Le fait que les énoncés nominaux se construisent au plan locutoire a une conséquence à noter. Nous avons dit qu’au plan locutoire, l’émetteur-énonciateur ne se situe pas lui-même dans le monde dont il parle et que les énoncés nominaux n’évoquent qu’une entité désignée. Pour le récepteur, s’il réussit à repérer l’entité désignée dans la situation où il faut la repérer, cela revient à dire qu’il se retrouve in situ avec cette entité sans

« médiation ». Ainsi l’altérité est effacée entre l’émetteur-énonciateur et le récepteur. Le récepteur des énoncés nominaux n’a pas à s’opposer à l’émetteur-énonciateur. S’il repère l’entité, son point de vue rejoint celui de l’émetteur-énonciateur.
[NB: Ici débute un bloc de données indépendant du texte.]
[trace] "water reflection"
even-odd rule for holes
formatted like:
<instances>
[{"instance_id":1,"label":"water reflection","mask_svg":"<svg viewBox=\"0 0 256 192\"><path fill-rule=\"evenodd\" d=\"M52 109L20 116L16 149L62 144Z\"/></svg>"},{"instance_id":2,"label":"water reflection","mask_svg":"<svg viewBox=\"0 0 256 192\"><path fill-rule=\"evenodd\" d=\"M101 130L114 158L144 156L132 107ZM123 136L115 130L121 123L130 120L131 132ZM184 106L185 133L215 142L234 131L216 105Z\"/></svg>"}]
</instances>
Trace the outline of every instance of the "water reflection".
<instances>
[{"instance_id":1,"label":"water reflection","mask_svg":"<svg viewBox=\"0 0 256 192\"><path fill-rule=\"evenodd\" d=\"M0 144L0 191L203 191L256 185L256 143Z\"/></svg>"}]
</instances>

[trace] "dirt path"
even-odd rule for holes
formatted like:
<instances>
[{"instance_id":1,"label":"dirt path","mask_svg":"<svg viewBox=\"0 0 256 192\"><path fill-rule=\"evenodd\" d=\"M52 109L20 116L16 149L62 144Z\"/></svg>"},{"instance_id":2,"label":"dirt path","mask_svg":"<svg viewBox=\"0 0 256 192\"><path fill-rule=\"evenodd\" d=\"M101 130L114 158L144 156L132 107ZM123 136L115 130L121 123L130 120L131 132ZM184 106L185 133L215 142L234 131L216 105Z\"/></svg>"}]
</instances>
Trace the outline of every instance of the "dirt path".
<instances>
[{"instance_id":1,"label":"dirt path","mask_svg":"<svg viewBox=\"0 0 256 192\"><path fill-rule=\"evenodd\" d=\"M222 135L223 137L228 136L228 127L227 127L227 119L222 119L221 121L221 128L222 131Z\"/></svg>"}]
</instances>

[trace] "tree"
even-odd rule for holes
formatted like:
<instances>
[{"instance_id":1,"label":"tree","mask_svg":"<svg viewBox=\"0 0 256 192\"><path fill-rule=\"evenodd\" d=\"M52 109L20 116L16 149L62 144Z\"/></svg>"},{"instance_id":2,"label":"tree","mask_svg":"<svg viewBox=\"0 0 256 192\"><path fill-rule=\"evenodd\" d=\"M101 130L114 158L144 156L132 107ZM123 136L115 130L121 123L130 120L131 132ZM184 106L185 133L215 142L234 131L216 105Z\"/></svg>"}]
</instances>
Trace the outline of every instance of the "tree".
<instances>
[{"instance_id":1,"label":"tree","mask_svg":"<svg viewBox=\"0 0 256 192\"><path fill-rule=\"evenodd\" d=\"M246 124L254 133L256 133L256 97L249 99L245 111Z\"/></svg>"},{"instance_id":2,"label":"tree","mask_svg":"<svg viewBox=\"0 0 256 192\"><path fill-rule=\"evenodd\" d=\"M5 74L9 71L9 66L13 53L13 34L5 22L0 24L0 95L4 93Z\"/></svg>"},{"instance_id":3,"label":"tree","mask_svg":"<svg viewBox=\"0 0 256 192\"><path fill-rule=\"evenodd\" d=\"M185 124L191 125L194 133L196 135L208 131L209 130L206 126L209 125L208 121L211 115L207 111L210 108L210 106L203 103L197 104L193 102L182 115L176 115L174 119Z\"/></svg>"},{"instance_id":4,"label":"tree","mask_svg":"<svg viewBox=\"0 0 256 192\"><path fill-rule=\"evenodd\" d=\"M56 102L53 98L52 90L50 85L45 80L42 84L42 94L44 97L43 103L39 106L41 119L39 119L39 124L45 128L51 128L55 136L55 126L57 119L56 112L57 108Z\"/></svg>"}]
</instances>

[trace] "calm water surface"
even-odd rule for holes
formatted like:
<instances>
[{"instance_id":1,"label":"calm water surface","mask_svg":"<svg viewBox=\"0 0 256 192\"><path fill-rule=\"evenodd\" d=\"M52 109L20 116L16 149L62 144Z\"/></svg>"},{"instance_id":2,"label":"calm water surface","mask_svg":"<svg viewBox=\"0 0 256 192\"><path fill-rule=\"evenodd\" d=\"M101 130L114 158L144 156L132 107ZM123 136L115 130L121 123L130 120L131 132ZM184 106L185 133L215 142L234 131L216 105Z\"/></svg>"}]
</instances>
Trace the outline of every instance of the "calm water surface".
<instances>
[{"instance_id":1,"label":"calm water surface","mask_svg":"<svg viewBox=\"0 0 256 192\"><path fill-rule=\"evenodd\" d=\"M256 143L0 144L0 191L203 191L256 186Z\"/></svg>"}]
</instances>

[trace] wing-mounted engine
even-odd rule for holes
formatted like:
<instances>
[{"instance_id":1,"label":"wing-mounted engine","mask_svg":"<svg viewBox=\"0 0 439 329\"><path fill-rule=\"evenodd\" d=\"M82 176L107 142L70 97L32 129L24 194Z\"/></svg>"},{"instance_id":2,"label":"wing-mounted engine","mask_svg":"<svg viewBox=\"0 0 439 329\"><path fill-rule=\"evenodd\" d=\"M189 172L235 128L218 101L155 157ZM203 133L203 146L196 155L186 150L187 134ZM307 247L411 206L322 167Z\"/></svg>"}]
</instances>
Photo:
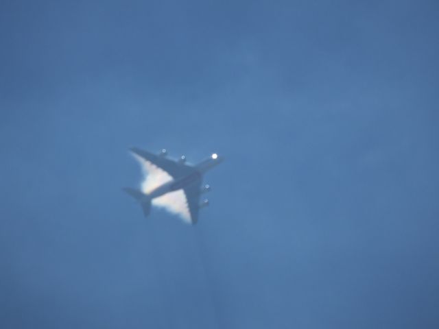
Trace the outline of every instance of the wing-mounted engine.
<instances>
[{"instance_id":1,"label":"wing-mounted engine","mask_svg":"<svg viewBox=\"0 0 439 329\"><path fill-rule=\"evenodd\" d=\"M162 149L162 150L158 154L158 156L165 157L166 156L167 156L167 151L166 150L166 149Z\"/></svg>"},{"instance_id":2,"label":"wing-mounted engine","mask_svg":"<svg viewBox=\"0 0 439 329\"><path fill-rule=\"evenodd\" d=\"M185 156L181 156L178 158L178 163L181 163L182 164L186 162L186 157Z\"/></svg>"},{"instance_id":3,"label":"wing-mounted engine","mask_svg":"<svg viewBox=\"0 0 439 329\"><path fill-rule=\"evenodd\" d=\"M204 199L201 204L200 204L200 208L204 208L209 206L209 200L207 199Z\"/></svg>"},{"instance_id":4,"label":"wing-mounted engine","mask_svg":"<svg viewBox=\"0 0 439 329\"><path fill-rule=\"evenodd\" d=\"M209 184L206 184L205 185L203 185L200 192L202 193L206 193L207 192L209 192L211 189L211 186Z\"/></svg>"}]
</instances>

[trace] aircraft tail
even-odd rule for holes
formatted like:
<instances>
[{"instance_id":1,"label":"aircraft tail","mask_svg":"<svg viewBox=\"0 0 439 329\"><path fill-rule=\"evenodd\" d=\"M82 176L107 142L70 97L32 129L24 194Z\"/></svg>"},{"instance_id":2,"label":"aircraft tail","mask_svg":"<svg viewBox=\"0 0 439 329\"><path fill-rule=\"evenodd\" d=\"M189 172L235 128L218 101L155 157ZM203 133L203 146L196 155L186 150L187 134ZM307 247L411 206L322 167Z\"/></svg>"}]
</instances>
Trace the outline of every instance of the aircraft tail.
<instances>
[{"instance_id":1,"label":"aircraft tail","mask_svg":"<svg viewBox=\"0 0 439 329\"><path fill-rule=\"evenodd\" d=\"M147 194L145 194L141 191L131 188L130 187L126 187L123 189L140 203L145 217L150 215L150 212L151 211L151 198Z\"/></svg>"}]
</instances>

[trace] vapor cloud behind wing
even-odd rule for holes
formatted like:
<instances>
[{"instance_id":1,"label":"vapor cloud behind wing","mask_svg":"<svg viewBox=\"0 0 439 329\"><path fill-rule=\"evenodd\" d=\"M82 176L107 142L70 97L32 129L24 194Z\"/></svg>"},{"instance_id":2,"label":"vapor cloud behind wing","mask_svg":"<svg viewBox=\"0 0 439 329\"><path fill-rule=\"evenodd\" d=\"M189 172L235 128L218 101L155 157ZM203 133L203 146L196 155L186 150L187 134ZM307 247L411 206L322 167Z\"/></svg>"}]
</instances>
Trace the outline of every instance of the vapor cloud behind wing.
<instances>
[{"instance_id":1,"label":"vapor cloud behind wing","mask_svg":"<svg viewBox=\"0 0 439 329\"><path fill-rule=\"evenodd\" d=\"M133 154L142 167L144 179L141 189L146 194L150 193L161 185L172 180L172 177L163 169L150 161ZM178 215L187 223L191 223L191 213L187 206L187 199L182 189L177 190L152 199L152 204L163 208L171 213Z\"/></svg>"}]
</instances>

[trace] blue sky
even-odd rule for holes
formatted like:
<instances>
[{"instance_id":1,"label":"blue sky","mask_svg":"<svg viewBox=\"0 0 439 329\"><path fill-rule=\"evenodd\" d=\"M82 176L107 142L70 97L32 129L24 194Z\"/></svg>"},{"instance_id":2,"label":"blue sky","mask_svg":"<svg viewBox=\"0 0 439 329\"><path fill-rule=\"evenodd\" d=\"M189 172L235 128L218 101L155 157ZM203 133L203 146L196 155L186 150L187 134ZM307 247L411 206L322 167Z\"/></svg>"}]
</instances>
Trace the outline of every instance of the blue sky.
<instances>
[{"instance_id":1,"label":"blue sky","mask_svg":"<svg viewBox=\"0 0 439 329\"><path fill-rule=\"evenodd\" d=\"M0 4L0 326L439 325L436 1ZM128 147L209 173L195 227Z\"/></svg>"}]
</instances>

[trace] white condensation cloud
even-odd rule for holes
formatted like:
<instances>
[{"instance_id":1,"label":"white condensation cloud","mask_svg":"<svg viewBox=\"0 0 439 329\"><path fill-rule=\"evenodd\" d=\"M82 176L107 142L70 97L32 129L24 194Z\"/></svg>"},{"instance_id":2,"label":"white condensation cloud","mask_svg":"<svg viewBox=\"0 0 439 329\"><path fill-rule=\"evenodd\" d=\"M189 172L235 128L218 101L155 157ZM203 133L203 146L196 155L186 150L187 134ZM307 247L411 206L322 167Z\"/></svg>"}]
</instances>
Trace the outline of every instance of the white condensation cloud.
<instances>
[{"instance_id":1,"label":"white condensation cloud","mask_svg":"<svg viewBox=\"0 0 439 329\"><path fill-rule=\"evenodd\" d=\"M136 154L133 156L140 163L145 176L141 184L141 190L144 193L149 194L157 187L172 180L172 177L162 169ZM186 195L182 189L154 198L152 203L155 206L163 208L179 215L187 223L191 222Z\"/></svg>"}]
</instances>

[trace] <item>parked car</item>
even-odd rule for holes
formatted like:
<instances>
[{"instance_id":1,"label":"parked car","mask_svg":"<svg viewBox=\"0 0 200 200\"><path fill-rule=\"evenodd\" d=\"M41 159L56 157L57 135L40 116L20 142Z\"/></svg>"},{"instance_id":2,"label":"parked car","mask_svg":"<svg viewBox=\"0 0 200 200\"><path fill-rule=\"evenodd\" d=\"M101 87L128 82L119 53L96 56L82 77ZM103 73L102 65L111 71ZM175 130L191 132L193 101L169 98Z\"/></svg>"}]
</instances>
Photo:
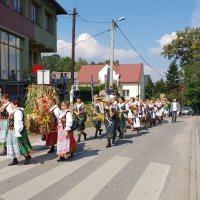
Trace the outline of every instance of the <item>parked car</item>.
<instances>
[{"instance_id":1,"label":"parked car","mask_svg":"<svg viewBox=\"0 0 200 200\"><path fill-rule=\"evenodd\" d=\"M182 115L194 115L194 110L189 106L183 107L181 114Z\"/></svg>"}]
</instances>

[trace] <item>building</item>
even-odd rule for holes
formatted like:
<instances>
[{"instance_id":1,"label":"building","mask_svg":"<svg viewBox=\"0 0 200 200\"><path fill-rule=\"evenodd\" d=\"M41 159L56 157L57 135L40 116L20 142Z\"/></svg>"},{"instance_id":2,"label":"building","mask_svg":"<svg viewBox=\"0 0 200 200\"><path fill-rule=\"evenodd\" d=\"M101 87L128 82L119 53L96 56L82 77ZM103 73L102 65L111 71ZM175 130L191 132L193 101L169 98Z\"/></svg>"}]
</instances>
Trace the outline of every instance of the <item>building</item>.
<instances>
[{"instance_id":1,"label":"building","mask_svg":"<svg viewBox=\"0 0 200 200\"><path fill-rule=\"evenodd\" d=\"M57 15L67 12L55 0L0 0L0 80L24 80L41 63L41 53L57 50Z\"/></svg>"},{"instance_id":2,"label":"building","mask_svg":"<svg viewBox=\"0 0 200 200\"><path fill-rule=\"evenodd\" d=\"M91 76L94 85L107 82L108 65L83 65L78 74L81 86L90 86ZM118 91L126 98L140 95L144 97L144 68L143 64L118 64L114 66L113 82L118 86Z\"/></svg>"}]
</instances>

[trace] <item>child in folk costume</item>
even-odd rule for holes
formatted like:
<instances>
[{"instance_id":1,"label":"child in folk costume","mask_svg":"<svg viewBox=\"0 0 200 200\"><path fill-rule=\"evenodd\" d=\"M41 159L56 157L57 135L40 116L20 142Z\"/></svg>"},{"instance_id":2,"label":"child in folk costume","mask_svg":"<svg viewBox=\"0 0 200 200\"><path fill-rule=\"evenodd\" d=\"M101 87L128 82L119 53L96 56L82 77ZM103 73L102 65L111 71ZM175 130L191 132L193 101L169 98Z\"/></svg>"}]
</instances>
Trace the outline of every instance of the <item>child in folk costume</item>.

S’il n’arrive pas à la repérer, cela signifie que l’énoncé échoue simplement. Le récepteur peut certes réagir à l’énoncé nominal « Un cafard ! » par exemple en disant à son interlocuteur

« Non, un lucane. » Ce qui est en question est cependant le choix du nom, et cette objection sur la nomination a pour base la validation du repérage de l’entité que vise le premier locuteur.

148 C’est un problème de « valide ou non valide », mais non le problème de « vrai ou faux » que l’on pose pour l’assertion.